Belum pernah Uwi merasa sealim ini. Intensitas ibadahnya meningkat drastis saat bulan puasa. Jangankan mengaji, tahun lalu saja puasa dia bolong 5 hari di luar menstruasi. Saking nggak kuatnya puasa dari jam 3 pagi hingga 10 malam.

Tapi tahun ini, selain puasanya belum bolong, Uwi juga sempatkan tarawih, tadarus hingga hampir hatam 30 juz Al Quran, bahkan solat tahajud sebelum sahur.

Setiap Lily menghangatkan makanan sahur untuknya, Uwi pasti sedang menangis di atas sejadah.
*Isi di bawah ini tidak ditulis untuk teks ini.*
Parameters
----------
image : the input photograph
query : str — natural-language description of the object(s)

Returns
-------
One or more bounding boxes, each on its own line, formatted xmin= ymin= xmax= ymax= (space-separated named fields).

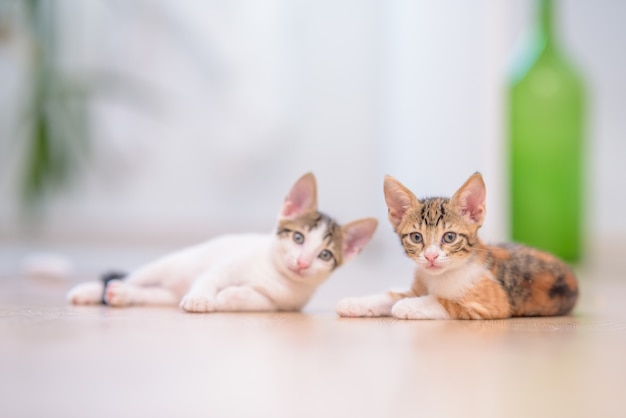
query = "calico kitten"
xmin=337 ymin=173 xmax=578 ymax=319
xmin=68 ymin=173 xmax=378 ymax=312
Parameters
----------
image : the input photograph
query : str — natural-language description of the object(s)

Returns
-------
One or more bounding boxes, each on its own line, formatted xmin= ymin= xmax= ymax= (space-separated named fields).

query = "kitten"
xmin=68 ymin=173 xmax=378 ymax=312
xmin=337 ymin=173 xmax=578 ymax=319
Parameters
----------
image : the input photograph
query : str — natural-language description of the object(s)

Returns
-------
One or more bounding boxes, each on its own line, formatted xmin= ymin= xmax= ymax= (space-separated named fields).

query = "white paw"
xmin=104 ymin=280 xmax=132 ymax=307
xmin=180 ymin=294 xmax=215 ymax=312
xmin=391 ymin=296 xmax=450 ymax=319
xmin=215 ymin=286 xmax=254 ymax=311
xmin=67 ymin=282 xmax=102 ymax=305
xmin=335 ymin=298 xmax=389 ymax=317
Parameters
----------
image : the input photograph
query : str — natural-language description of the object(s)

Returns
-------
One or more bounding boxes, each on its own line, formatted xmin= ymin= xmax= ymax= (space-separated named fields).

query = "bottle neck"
xmin=538 ymin=0 xmax=554 ymax=48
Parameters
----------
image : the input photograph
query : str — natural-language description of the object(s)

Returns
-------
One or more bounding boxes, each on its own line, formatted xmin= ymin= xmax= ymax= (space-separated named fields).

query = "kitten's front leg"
xmin=179 ymin=275 xmax=217 ymax=313
xmin=391 ymin=295 xmax=450 ymax=319
xmin=336 ymin=292 xmax=398 ymax=317
xmin=215 ymin=286 xmax=277 ymax=312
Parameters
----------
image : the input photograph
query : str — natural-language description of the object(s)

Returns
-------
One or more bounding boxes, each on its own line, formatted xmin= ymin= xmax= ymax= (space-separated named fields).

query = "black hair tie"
xmin=100 ymin=271 xmax=126 ymax=305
Tanpa henti melantunkan zikir dan istigfar atas himpitan di dada yang kian memekat.

Kegalauannya meningkat ratusan kali lipat kala melihat video Aga saat ibadah untuk pertama kalinya. Mulut yang biasa melontarkan kalimat-kalimat mesum, justru melantunkan lagu pujian yang paling khidmat sampai lelaki itu menangis. Memejamkan mata, menyanyi dengan suara paling kencang, sambil menengadahkan kepalanya ke atas. Seolah Aga berteriak meminta kedamaian dan pertolongan Tuhannya. Tuhannya Aga.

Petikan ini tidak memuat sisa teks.